Recent studies have shown that deep neural networks (DNNs) are highly vulnerable to adversarial attacks, including evasion and backdoor (poisoning) attacks. On the defense side, there have been intensive interests in both empirical and provable robustness against evasion attacks; however, provable robustness against backdoor attacks remains largely unexplored. In this paper, we focus on certifying robustness against backdoor attacks. To this end, we first provide a unified framework for robustness certification and show that it leads to a tight robustness condition for backdoor attacks. We then propose the first robust training process, RAB, to smooth the trained model and certify its robustness against backdoor attacks. Moreover, we evaluate the certified robustness of a family of smoothed models which are trained in a differentially private fashion, and show that they achieve better certified robustness bounds. In addition, we theoretically show that it is possible to train the robust smoothed models efficiently for simple models such as K-nearest neighbor classifiers, and we propose an exact smooth-training algorithm which eliminates the need to sample from a noise distribution.
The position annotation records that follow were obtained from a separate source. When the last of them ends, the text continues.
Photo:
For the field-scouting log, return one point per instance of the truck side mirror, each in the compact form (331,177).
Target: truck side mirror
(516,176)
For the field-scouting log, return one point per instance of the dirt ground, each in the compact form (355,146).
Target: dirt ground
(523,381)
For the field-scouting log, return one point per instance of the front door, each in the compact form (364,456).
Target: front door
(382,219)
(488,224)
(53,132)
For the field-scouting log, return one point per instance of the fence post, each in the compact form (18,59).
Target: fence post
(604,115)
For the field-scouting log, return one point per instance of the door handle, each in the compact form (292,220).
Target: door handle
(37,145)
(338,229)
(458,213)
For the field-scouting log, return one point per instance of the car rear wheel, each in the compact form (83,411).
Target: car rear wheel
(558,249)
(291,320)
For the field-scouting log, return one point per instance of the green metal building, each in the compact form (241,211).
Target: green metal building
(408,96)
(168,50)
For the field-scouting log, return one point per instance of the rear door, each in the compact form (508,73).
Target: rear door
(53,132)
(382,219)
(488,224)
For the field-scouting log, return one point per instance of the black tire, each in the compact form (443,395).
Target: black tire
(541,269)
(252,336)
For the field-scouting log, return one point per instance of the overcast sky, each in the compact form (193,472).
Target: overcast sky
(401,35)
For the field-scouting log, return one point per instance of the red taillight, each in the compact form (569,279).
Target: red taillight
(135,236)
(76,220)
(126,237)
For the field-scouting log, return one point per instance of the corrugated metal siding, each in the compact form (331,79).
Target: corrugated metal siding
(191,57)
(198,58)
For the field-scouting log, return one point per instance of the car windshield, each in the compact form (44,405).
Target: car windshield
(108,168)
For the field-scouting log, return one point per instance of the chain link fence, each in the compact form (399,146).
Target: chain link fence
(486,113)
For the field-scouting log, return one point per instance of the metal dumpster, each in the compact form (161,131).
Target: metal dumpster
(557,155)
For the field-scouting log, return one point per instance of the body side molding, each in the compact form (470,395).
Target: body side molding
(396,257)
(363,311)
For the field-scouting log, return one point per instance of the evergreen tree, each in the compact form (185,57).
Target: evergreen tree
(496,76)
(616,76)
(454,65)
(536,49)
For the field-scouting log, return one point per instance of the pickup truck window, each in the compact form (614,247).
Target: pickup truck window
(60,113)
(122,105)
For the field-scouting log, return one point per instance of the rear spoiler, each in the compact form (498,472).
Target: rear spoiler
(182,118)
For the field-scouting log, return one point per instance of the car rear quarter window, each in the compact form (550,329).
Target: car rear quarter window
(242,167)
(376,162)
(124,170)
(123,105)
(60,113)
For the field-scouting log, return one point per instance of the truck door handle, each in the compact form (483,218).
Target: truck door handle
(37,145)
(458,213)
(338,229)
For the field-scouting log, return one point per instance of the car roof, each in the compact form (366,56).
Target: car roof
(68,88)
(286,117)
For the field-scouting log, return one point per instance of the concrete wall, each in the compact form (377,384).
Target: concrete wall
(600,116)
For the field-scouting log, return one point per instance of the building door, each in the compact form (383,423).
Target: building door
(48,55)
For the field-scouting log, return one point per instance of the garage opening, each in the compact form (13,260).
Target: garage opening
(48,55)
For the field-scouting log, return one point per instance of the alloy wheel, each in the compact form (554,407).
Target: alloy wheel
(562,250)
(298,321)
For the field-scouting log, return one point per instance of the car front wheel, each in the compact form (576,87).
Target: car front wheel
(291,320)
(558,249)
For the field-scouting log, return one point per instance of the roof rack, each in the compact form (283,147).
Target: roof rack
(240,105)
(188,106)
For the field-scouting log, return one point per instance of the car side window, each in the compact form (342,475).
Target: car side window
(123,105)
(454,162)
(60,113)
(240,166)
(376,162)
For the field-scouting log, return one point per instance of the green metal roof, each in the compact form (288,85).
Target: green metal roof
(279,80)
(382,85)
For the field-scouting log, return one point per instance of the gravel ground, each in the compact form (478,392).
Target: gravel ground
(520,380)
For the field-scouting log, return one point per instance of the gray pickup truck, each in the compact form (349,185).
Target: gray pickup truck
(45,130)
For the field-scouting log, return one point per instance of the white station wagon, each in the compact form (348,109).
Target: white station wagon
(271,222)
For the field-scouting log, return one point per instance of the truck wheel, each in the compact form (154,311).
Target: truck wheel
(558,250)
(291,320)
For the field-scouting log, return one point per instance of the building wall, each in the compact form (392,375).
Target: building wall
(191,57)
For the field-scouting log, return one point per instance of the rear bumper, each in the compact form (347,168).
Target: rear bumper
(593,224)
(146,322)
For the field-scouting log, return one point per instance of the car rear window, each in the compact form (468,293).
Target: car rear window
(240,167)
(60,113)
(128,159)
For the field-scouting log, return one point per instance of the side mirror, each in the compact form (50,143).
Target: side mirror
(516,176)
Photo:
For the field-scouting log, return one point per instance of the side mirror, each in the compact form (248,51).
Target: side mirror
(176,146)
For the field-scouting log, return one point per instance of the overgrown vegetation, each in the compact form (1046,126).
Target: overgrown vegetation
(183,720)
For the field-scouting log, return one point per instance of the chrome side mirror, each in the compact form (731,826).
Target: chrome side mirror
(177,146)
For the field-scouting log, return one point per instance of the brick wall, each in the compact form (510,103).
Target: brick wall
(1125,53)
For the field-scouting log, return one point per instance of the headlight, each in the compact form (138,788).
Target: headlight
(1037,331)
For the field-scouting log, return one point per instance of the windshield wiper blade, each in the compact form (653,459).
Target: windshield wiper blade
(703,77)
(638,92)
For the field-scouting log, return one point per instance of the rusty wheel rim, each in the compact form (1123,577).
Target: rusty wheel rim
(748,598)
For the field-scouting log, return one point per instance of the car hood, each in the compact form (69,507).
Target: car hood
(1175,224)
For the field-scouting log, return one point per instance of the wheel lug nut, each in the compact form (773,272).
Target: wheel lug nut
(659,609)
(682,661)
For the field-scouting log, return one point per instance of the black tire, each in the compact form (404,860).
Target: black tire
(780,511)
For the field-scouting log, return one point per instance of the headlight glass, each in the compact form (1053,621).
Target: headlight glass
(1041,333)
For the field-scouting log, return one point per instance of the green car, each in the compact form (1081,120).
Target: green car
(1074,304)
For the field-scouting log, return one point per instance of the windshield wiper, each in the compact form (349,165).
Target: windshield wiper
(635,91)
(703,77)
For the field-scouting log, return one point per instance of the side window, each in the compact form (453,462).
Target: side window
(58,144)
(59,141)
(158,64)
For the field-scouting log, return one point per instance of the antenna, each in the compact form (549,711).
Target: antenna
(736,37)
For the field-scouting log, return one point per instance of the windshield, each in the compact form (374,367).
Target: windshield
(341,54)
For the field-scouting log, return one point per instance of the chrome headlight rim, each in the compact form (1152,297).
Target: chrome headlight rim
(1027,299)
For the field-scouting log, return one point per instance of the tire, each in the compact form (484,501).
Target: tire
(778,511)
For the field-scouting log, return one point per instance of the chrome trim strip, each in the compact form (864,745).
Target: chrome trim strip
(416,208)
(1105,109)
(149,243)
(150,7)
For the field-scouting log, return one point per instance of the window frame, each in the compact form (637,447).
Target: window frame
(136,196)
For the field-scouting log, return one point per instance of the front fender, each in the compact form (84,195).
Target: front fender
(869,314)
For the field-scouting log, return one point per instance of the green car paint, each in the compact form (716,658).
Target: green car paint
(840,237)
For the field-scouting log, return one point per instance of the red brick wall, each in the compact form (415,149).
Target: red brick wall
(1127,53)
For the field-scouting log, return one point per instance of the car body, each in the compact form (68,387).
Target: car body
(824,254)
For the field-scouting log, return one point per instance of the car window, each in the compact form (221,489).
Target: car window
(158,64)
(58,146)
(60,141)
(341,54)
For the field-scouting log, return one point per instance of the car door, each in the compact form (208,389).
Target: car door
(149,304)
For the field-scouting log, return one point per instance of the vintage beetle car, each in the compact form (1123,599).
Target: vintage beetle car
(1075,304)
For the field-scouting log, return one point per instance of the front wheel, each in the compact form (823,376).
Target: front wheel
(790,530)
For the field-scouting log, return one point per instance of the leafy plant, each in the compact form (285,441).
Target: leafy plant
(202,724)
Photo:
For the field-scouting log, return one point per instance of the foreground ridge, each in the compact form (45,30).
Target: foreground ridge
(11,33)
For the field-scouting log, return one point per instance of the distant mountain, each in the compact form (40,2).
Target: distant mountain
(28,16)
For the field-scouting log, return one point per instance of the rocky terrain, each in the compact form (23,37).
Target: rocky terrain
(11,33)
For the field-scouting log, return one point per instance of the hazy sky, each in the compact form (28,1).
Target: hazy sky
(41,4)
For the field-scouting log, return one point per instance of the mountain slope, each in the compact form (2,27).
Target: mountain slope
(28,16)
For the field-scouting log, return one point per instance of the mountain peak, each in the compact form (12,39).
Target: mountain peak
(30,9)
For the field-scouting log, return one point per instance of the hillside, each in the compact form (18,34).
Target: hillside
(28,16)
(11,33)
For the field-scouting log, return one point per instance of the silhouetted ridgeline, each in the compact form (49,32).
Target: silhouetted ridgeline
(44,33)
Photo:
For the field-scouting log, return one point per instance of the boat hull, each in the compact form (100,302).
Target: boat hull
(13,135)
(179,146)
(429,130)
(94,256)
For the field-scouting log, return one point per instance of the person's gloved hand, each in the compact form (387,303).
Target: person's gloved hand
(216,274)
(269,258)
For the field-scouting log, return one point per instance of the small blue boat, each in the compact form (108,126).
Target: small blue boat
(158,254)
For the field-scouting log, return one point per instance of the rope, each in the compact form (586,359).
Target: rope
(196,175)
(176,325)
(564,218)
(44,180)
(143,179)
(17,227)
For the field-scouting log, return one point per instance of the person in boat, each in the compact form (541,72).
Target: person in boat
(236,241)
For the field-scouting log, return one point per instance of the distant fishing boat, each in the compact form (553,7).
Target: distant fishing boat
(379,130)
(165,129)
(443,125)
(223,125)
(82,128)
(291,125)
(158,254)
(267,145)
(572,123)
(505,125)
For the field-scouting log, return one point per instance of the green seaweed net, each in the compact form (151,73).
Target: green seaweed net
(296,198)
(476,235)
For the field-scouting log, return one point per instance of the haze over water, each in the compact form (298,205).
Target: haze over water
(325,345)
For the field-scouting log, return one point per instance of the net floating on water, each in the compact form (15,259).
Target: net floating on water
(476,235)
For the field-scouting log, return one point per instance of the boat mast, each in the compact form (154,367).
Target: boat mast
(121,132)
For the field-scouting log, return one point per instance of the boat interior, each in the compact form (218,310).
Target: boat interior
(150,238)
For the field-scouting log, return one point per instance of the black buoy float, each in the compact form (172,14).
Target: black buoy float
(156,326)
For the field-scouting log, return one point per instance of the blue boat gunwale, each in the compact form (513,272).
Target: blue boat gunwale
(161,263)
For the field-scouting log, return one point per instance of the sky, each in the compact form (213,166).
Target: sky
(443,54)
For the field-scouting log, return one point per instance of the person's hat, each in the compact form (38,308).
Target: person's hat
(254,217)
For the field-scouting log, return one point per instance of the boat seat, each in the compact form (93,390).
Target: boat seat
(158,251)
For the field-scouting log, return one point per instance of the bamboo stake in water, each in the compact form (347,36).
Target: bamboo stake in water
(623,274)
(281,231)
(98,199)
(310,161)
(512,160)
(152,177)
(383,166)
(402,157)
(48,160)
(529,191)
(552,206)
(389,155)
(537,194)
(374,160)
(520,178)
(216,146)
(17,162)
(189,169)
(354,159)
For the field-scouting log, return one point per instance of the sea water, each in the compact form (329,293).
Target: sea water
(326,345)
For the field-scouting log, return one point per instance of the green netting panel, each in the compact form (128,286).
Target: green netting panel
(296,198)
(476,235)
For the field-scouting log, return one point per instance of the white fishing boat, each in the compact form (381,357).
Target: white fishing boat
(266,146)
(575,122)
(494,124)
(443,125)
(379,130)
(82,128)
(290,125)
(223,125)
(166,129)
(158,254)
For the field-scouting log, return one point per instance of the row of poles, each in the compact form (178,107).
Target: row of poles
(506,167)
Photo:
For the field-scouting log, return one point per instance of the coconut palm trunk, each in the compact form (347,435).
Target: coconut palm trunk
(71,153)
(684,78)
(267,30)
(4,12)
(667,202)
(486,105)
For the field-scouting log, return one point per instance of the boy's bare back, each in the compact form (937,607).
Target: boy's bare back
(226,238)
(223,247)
Empirically, we conduct comprehensive experiments for different machine learning (ML) models such as DNNs, differentially private DNNs, and K-NN models on MNIST, CIFAR-10 and ImageNet datasets (focusing on binary classifiers), and provide the first benchmark for certified robustness against backdoor attacks. In addition, we evaluate K-NN models on a spambase tabular dataset to demonstrate the advantages of the proposed exact algorithm. Both the theoretical analysis and the comprehensive benchmark on diverse ML models and datasets shed lights on further robust learning strategies against training time attacks or other general adversarial attacks.